On the weekend I faced yet one more milestone.  Milestones come in many forms, spurred by direct and indirect associations.  We think of the first birthday, anniversary, Christmas and so on, but there are other firsts that we have to face.  The first time you enter the house and really, finally, realize that you are on your own.  The first time you find yourself in a situation that you can’t control, but you have to, because you are on your own.  Learning to do things that weren’t “your role” in the relationship, and the frustration of being clouded by grief while you try to do your learning.  All those firsts have to be faced.  Sometimes it feels like the first time over and over again; walking into the house at the end of the day is my perpetual first.

The milestone I faced on the weekend was a birthday party.  A lovely, wonderful party for one of my husband’s longtime friends.  It was an afternoon affair, and I knew I was certain to know at least half of the crowd.  I knew that invariably someone would want to talk about Kevin, my late husband.  It’s been over six months now so I’ve developed a coping mechanism that usually can carry me through, and I felt reasonably confident that I could manage it without losing my composure.
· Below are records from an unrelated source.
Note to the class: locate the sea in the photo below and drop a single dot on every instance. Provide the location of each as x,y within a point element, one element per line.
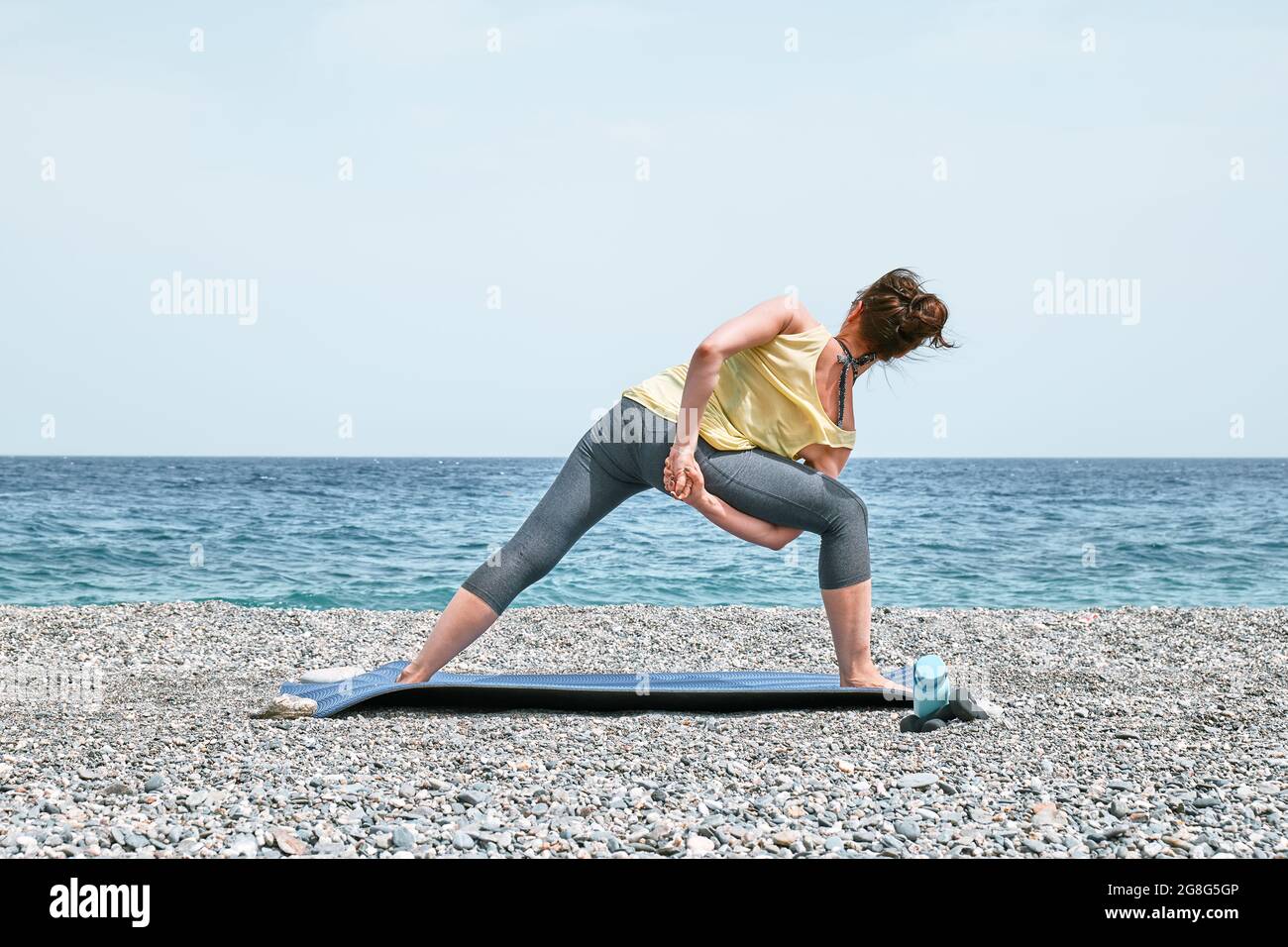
<point>400,534</point>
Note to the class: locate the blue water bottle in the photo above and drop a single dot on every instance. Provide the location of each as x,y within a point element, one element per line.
<point>928,685</point>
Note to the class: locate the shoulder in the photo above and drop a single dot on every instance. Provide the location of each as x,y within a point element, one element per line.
<point>799,317</point>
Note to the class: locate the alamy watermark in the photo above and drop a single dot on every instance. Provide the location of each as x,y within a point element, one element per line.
<point>1070,295</point>
<point>178,295</point>
<point>76,685</point>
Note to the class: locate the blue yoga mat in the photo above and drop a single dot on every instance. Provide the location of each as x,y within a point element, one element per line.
<point>721,690</point>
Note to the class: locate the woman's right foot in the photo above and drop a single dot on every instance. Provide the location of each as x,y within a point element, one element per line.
<point>874,680</point>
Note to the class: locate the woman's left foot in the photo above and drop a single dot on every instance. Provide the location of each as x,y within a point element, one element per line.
<point>411,676</point>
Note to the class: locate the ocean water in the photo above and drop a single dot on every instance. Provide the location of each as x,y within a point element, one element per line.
<point>403,532</point>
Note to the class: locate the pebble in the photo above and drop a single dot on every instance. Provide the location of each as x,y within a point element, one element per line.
<point>330,676</point>
<point>700,844</point>
<point>917,781</point>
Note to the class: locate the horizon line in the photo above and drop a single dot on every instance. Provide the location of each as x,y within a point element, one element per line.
<point>561,457</point>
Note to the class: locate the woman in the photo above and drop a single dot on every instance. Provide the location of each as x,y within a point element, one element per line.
<point>722,433</point>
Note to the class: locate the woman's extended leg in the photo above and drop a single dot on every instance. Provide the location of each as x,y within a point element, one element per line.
<point>587,489</point>
<point>789,493</point>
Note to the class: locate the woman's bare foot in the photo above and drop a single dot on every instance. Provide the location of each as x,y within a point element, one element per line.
<point>411,674</point>
<point>871,677</point>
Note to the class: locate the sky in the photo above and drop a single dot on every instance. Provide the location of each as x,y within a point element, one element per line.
<point>463,228</point>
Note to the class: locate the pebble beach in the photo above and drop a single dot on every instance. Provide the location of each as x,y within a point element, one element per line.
<point>128,731</point>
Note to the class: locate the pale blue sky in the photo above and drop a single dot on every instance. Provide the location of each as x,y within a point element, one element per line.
<point>516,169</point>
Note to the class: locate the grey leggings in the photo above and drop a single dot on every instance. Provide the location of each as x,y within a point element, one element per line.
<point>622,455</point>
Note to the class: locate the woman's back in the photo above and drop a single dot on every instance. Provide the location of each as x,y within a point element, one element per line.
<point>765,397</point>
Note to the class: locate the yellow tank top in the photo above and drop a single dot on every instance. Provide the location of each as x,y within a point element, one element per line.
<point>765,397</point>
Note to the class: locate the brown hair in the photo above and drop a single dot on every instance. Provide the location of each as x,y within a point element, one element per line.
<point>898,317</point>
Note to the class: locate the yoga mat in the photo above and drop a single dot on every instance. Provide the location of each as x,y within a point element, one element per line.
<point>719,690</point>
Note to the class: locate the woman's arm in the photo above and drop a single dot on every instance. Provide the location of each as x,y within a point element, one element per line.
<point>754,328</point>
<point>732,521</point>
<point>742,525</point>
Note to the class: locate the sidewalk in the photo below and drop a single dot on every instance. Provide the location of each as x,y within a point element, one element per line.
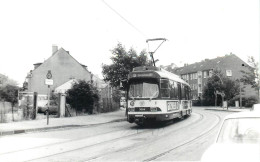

Once there I recognized that most of the people in the room had experienced an intense and close loss; I was not the only one.  The loss of a child, parent, spouse – unfortunately, death was too well represented in the room.  I had read somewhere recently that at any one point in time at least 7 to 9 per cent of the people in the world were experiencing extreme grief associated with the death of a close family member.  Certainly we exceeded that number in the group that met on Saturday.

It was a lovely day, and perhaps because almost every one attending had been levelled by death quite recently, it felt as if there was a more heightened awareness and appreciation of living, of life.  Life is what Kevin fought so hard to sustain.  Life is what Kevin brought to a room.  I missed him sorely at the birthday party and I suspect that I was not the only one.  Kevin was outrageous and he would have been in prime form for this particular birthday.

The only time I faltered during the party was at gift opening time.  We were almost to the end when a little boy of about three pulled up a chair beside the man of the hour and said, “Pops, you got gifts?”  It was so sweet that it broke my heart; I think everyone in the room caught their breath, and we all watched as they opened the rest of the gifts together, grandfather and grandson, laughing, joking, loving.  A day to celebrate and appreciate.

It was emotional, I won’t lie.  While I was at the party, I was happy. When I went home it was to an empty house, my perpetual first.  Sleep didn’t come easily that night, there were so many memories that flooded my mind, all good, but poignant.  But, thank God for memories, at the end of the day, thank God for memories.